Gullahorn and Gullahorn (1963) modified this “u” model to look more like a “w.” The expatriate still experiences a “honeymoon phase”, disillusionment, and adaptation. But eventually, he will receive a home assignment. He initially has anxiety about this, and his anxiety turns to a genuine depression as he experiences nostalgia for “the way things were in my host country” as well as disappointment about the new life he is establishing in his home country. According to the “w” theory, a healthy individual will eventually work through this “reverse culture shock” and the line graph will ascend to normalcy.

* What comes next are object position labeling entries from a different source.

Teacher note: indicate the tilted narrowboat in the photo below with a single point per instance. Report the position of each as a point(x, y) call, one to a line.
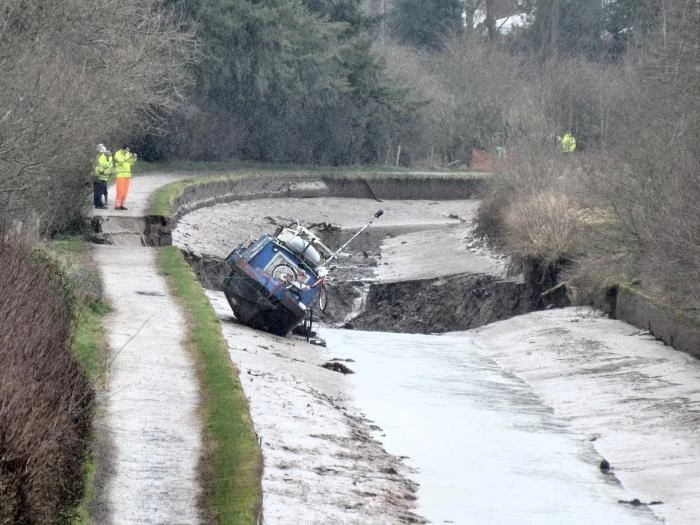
point(275, 281)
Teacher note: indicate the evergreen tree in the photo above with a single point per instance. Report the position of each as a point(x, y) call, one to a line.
point(288, 80)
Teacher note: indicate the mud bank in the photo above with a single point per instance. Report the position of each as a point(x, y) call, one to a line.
point(421, 271)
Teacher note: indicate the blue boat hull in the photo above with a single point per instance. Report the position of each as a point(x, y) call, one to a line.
point(259, 301)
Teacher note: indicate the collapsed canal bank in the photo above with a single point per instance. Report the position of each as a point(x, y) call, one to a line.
point(546, 350)
point(258, 345)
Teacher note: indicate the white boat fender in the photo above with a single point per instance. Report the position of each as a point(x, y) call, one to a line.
point(304, 249)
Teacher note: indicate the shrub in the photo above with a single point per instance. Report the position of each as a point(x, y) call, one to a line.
point(543, 227)
point(47, 401)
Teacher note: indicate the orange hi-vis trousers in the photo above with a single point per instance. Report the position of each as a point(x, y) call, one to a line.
point(122, 190)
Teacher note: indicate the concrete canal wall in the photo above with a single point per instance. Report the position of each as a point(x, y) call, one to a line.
point(664, 323)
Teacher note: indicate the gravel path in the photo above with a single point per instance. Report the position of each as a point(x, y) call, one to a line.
point(150, 430)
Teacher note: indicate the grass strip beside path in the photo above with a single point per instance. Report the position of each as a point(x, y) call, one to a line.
point(233, 481)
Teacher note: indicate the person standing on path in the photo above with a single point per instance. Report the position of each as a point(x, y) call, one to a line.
point(123, 162)
point(567, 143)
point(103, 169)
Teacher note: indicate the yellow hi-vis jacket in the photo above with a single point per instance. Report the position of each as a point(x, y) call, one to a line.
point(103, 166)
point(123, 161)
point(567, 143)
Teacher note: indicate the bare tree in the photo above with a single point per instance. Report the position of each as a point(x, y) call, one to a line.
point(74, 73)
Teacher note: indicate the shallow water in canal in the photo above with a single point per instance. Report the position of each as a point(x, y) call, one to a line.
point(484, 448)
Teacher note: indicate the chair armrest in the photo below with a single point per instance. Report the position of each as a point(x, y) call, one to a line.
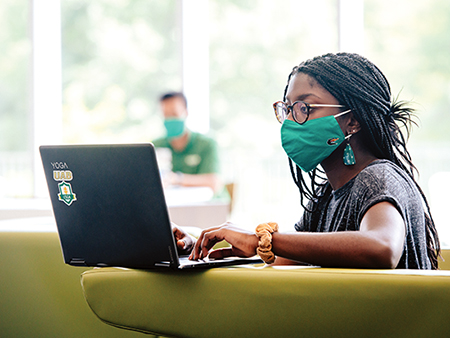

Cross-cultural trainers have repeated this “u” or “w” theory over and over again – and many students accept the theory at face value. But does it represent reality? What percentage of cross-cultural businessmen and missionaries actually experience adjustment as euphoria, disillusionment, adaptation, anxiety about returning home, further disillusionment and finally growth and acceptance? Kealey’s (1989) study of 277 expatriates showed that while 50% of the sample experienced stress during adjustment, only about 10% of cross-cultural workers actually experience the typical “u” curve. Therefore, the “u” curve is not really typical at all, calling into question the generalizability of the model (Jackson, 2014, p. 209).
Some theorists have recognized the weakness of the “u” or “w” curve, and have proposed alternate representations for the process of adjustment. For example, Young Yun Kim’s model is an upward spiral, moving from stress to adaptation, followed by more stress and adaptation. Over time, as the spiral moves upward, the cross-cultural worker grows in character and ability (Kim, 2002, pp. 236-239).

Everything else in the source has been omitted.